Na prática, essa orientação parece partir da premissa de que o desmembramento no âmbito desta Corte seria uma providência excepcional, regida preponderantemente por uma avaliação de conveniência. Ainda que essa lógica faça sentido em relação aos órgãos jurisdicionais de primeira instância, o raciocínio não atribui a devida relevância ao caráter manifestamente excepcional do foro por prerrogativa de função e, por consequência, da competência do STF para o processamento de inquéritos e ações penais originárias.

Sustenta que: o desmembramento há de ser a regra, e não a exceção”.

E finaliza:

Nessa linha, o Ministro Ricardo Lewandowski, em suas manifestações mais recentes, tem sustentado que o desmembramento deve ocorrer a menos que “a conduta dos agentes esteja imbricada de tal modo que torne por demais complexo individualizar a participação de cada um dos envolvidos.

O Superior Tribunal de Justiça, no âmbito de sua competência, admite o mesmo entendimento. Ei-lo:

Mesmo quando há multiplicidade de réus, sendo que apenas alguns deles possuem prerrogativas de foro, admite-se o desmembramento do processo se as particularidades do caso concreto assim exigirem, até mesmo porque o foro especial e excepcional, não devendo ser estendido, em regra, àqueles que não o possuem. Precedentes do STF. (STJ – HC 259177/MG – Quinta Turma – Min. Jorge Mussi – Pub. DJe de 25.09.2014).
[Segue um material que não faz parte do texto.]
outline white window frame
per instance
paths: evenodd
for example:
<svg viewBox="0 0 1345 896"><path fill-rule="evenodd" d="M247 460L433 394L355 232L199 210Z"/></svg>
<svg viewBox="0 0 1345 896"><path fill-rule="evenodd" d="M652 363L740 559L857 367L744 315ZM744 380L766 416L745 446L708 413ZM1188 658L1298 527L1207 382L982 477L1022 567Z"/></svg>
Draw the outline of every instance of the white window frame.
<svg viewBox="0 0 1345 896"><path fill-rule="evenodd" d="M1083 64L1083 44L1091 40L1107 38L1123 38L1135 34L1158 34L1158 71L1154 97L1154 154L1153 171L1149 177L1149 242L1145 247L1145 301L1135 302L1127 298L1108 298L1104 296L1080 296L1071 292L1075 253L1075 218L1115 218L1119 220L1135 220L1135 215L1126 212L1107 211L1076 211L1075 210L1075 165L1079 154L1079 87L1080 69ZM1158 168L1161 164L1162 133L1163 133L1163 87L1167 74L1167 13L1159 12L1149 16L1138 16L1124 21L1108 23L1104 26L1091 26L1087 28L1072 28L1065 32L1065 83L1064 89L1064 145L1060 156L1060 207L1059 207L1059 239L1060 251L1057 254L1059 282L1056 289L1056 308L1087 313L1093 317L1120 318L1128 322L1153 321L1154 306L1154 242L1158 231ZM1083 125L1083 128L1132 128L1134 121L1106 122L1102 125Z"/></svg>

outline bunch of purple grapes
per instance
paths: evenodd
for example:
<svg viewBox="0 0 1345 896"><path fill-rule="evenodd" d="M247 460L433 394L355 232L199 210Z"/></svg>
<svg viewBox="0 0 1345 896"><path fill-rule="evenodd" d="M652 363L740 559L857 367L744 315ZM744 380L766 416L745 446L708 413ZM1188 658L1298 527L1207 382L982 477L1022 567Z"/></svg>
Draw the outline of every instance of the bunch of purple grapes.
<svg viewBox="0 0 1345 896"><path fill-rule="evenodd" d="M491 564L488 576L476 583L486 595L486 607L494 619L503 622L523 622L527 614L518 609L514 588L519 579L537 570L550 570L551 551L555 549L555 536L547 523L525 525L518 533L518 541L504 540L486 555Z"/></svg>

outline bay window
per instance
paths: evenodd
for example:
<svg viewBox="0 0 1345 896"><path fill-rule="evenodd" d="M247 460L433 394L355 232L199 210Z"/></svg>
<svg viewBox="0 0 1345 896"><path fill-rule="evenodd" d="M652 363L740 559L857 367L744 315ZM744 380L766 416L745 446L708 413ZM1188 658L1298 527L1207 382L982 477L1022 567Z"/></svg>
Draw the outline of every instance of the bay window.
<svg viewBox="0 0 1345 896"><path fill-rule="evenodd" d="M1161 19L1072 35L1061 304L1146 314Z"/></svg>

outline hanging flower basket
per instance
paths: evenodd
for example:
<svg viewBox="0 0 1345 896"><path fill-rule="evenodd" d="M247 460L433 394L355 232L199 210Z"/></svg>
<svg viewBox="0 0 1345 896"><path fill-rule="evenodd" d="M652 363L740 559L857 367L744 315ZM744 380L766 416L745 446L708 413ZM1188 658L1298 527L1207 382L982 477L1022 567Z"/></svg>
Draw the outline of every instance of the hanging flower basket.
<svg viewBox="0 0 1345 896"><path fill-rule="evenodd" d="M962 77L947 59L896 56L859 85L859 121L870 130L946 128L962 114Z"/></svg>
Registra-se en passant, que nem mesmo o crime de formação de quadrilha (art. 288, do CP) impede o desmembramento do processo, já decidindo o Pretório Excelso que “[…] há a possibilidade de separação dos processos quando conveniente à instrução penal, […] também em relação aos crimes de quadrilha ou bando (art. 288, do Código Penal) (AP-AgR n. 336/TO, rel. Min. Carlos Velloso, DJ 10.12.2004). Agravo regimental improvido. STF – Tribunal Pleno – Inq 2527 AgR/PB – Min. Ellen Gracie – Pub. DJe de 26.03.2010. No mesmo sentido: STJ – Resp 1315619 – Quinta Turma – Min. Campos Marques (Des. Convocado do TJ/PR) – Pub. DJe de 30.08.2013”.

É importante que se diga aqui que a Ação Penal no 470 (mensalão) foi julgada pelo Supremo Tribunal Federal com base no instituto da conexão (art. 80, do CPP), mesmo tendo o relator, então Ministro Joaquim Barbosa, em questão de ordem, sugerido o desmembramento em decorrência da prerrogativa de função, sendo vencido por maioria, prevalecendo equivocadamente à norma infraconstitucional no momento em que alterou a competência da Corte Suprema, ferindo de morte, também, o princípio do juiz natural quando julgou acusado sem foro especial.

Assim, não resta dúvida de que, independentemente do número excessivo de acusados, até mesmo em obediência ao princípio da razoável duração do processo, o desmembramento tem de ser a regra para que haja uma justa prestação jurisdicional, devendo prevalecer à competência não por continência ou conexão, mas por prerrogativa de função, com apoio no art. 102, I, b, da CR, sendo certo que a mesma linha de raciocínio deve ser seguida pelos Tribunais de Justiça com ralação aos deputados estaduais e prefeitos, seguindo-se o que é definido pelas respectivas Constituições.